How the Iran conflict could shift climate funding priorities

War rarely stays confined to the battlefield. When conflict erupts in one of the world’s most strategically important energy regions, the consequences have a domino effect across financial markets, government budgets, and global priorities.

How the Iran conflict could shift climate funding priorities

An ongoing war involving Iran is not only a geopolitical crisis but also an economic one, as governments often shift their budget’s focus toward energy security.

And while doing that, there is another consequence that receives far less attention: climate action. Funds that could have been invested in renewable energy, climate adaptation, and disaster resilience are often redirected toward military budgets, reconstruction, and energy security.

At this time, when we are already struggling to finance the low-carbon economy, conflicts like this push climate goals further out of reach.

Figure 1: Source

Solar and wind are slowly replacing coal in the U.S. over the last two decades (Figure 1), but the oil crisis means that governments, not only in the U.S. but around the world, may turn to coal as the fastest, cheapest, and most reliable option.

Read: The critical role of power sources in the climate crisis

Military spending and climate finance

The cost of the first six days of the U.S. military campaign against Iran was already around USD 11 billion. That is about USD 1.83 billion a day. The compounding effect of that daily rate is where the picture becomes truly evident. If sustained for six months, the total military expenditure of this campaign could reach more than USD 300 billion.

This escalating conflict is already being felt across energy markets as supply disruptions deepened across the Gulf. The oil prices increased by more than 25% and the gas by more than 6% in a single session.

Read: Is natural gas still a financial no-brainer?

As a result, countries may reopen coal plants, and these short-term decisions to address immediate energy needs can slow the transition to renewables.

Figure 2: The budget includes Military Personnel, Procurement, Milcon, Family Housing, O&M, RDT&E and other (Source)

Figure 2 shows the U.S. defense budget over the past decade. With the current conflict, the budget is expected to increase this year, which may reduce the focus on climate finance.
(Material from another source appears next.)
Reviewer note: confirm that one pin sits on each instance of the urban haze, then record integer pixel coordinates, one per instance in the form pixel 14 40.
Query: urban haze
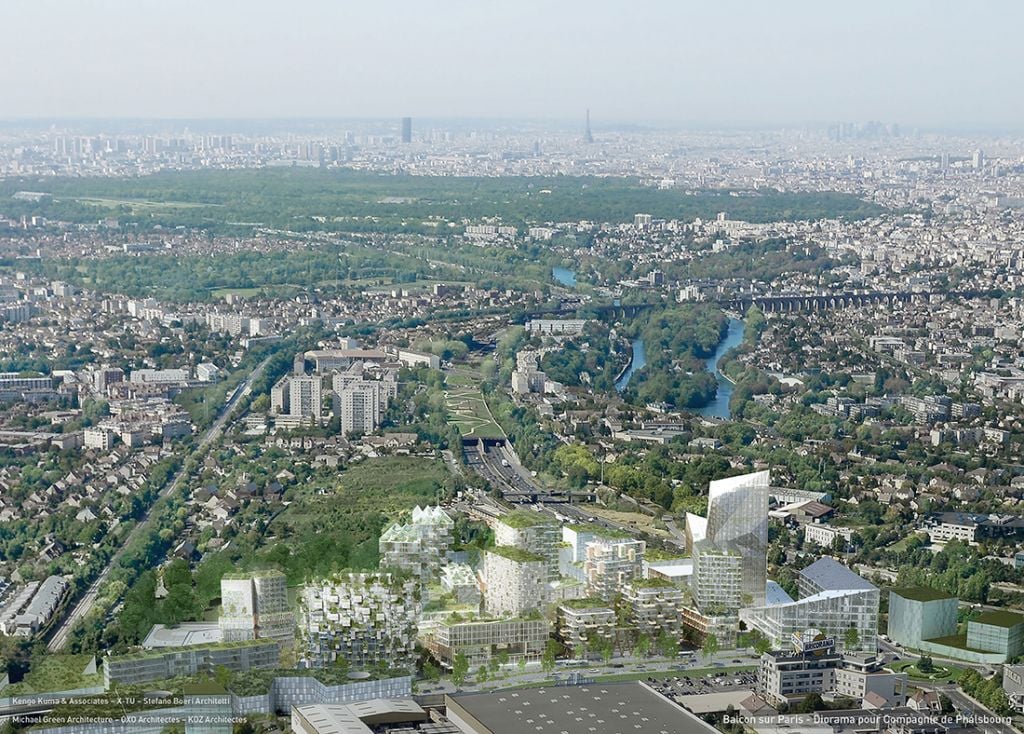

This is also linked to the country’s withdrawal from some climate commitments in 2025.

By 2024, the U.S. was spending over USD 11 billion a year on climate finance, but this amount is expected to decrease in coming years.

Ahead of the U.S. presidential election last year, Carbon Brief estimated that, by reversing the IRA and other key policies, a Trump administration would add 4 billion tonnes of emissions by 2030.

Figure 3: Ideal emission reduction target for the U.S. (Source)

Ideally, the U.S. should have cut all the greenhouse gas emissions by 51% by 2030, compared to 2005. That is from 6.69 billion tons/year to 3.31 billion tons/year in 2030 (Figure 3) but it is now expected to fall by only 3%.

The solar and wind power expansion will likely slow down, as will sales of electric vehicles and energy efficiency improvements.

This would leave the U.S. around 2 billion tonnes short of its greenhouse-gas emissions target for the year 2030. That is roughly the annual output of Indonesia, the world’s sixth-largest emitter.

Figure 4: Source. This pledge includes Adaptation fund, Fund for Responding to Loss and Damage (FRLD), Least Developed Countries Fund (LDCF), Special Climate Change Fund (SCCF)

Figure 4 shows the pledges the first-world countries made to the UN climate funds in recent COPs. Wealthy countries pledged to provide USD 100 billion per year to help developing nations address climate change, but that target has repeatedly been missed.

The funds rely on contributions from governments and private donors, yet they struggle to meet targets. For instance:

  • Adaptation Fund: USD 1.7 billion pledged from 26 countries (falling short of the USD 300 million annual target)
  • Loss and Damage: USD 768 million pledged from 28 countries
  • Green Climate Fund: USD 12.8 billion pledged in 2023 from 31 countries

This highlights a reality: the climate crisis is a long-term threat, but short-term security and defense priorities often dominate public budgets.

Rising inflation and household costs

Energy security is a legitimate concern. Countries cannot risk widespread blackouts or economic collapse.

As Iran sits at the center of one of the world’s most critical energy corridors, roughly one-quarter of oil shipments and about 20% of liquefied natural gas (LNG) pass through this narrow waterway.

Even minor disruptions can trigger sharp spikes in energy prices. This translates into higher transportation, food and electricity costs, and slow economic growth.

Read: How climate change is increasing your household bills

Countries that rely heavily on imported energy, such as Japan, South Korea, India, and Taiwan, are particularly vulnerable. On the other side, Europe is also at risk, with potential increase in household energy bills and reductions in living standards.

Figure 5: The EU gas demand over the last decade (Source)

Gas demand was already going down in the EU since Russia’s attack on Ukraine (Figure 5). But the current disruptions in global gas supplies have already forced some countries to rely on coal.

This means climate projects could be delayed, underfunded, or canceled and the economic impact of this could be one of the most costly consequences.